Vos Estis requires that abuse charges must be investigated thoroughly. But the document does not say what penalties should be imposed if the charges are confirmed. Notice that when Pope Benedict XVI finally took disciplinary action against McCarrick, the penalty was mild; already retired, McCarrick was asked to withdraw from public life. More to the point, the ecclesiastical sanction was generally ignored—both by McCarrick, who continued to maintain a high public profile, and by his friends at the Vatican—and eventually overturned by Pope Francis. Moreover, the penalty was imposed secretly, so that McCarrick’s punishment (such as it was) could not have deterred other prelates from misconduct. Were it not for the dramatic testimony of Archbishop Carlo Maria Viganò, the former papal representative in Washington, we would not know that any sanction had ever been imposed.
To be fair, the stories that circulated in the 1990s about McCarrick did not involve abuse of children; he was widely known for his dalliances with seminarians, most of them legal adults. Vos Estis recognizes that a sexual relationship between an archbishop and a seminarian is inherently abusive. But the document ignores the broader questions about homosexual affairs with consenting adults: affairs that may not be abusive, but are certainly instances of grave misconduct for clerics, and fodder for scandal.
In short, the motu proprio institutes different procedures, but does not guarantee different results. To restore confidence, the Vatican must show a willingness to identify not only the prelates who have sinned, but also the officials who have protected them. Once again it is significant that Vos Estis, written in response to the McCarrick scandal, says not a word in response to the clamoring for an account of how a corrupt prelate advanced through the hierarchy and prospered despite his known misconduct.

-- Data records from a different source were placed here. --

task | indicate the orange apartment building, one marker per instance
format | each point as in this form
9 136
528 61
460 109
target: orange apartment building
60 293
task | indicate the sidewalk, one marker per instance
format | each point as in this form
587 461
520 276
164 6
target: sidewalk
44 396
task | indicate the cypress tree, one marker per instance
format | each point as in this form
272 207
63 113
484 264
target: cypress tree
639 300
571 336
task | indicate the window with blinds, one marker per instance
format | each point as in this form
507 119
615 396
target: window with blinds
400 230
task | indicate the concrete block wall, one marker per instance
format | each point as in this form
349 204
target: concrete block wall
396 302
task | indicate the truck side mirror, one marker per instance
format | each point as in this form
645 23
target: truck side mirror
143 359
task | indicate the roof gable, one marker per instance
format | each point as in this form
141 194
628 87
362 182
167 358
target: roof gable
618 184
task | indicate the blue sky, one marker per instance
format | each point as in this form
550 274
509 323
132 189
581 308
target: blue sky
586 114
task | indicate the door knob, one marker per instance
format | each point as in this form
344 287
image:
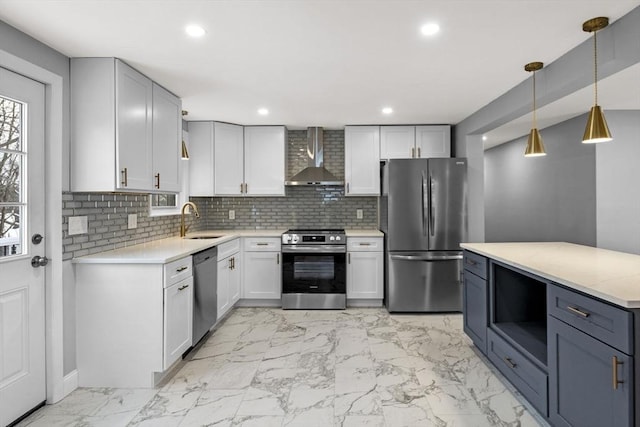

If the testimony of Archbishop Viganò is accurate, then many Vatican officials knew of, and failed to act on, the charges against McCarrick. All those officials—including Pope Francis himself—would be subject to investigation under the terms of the new motu proprio. But if any such investigation has been made, we have not heard about it. So the crisis of credibility continues.
Philip Lawler is editor of Catholic World News and author of The Smoke of Satan.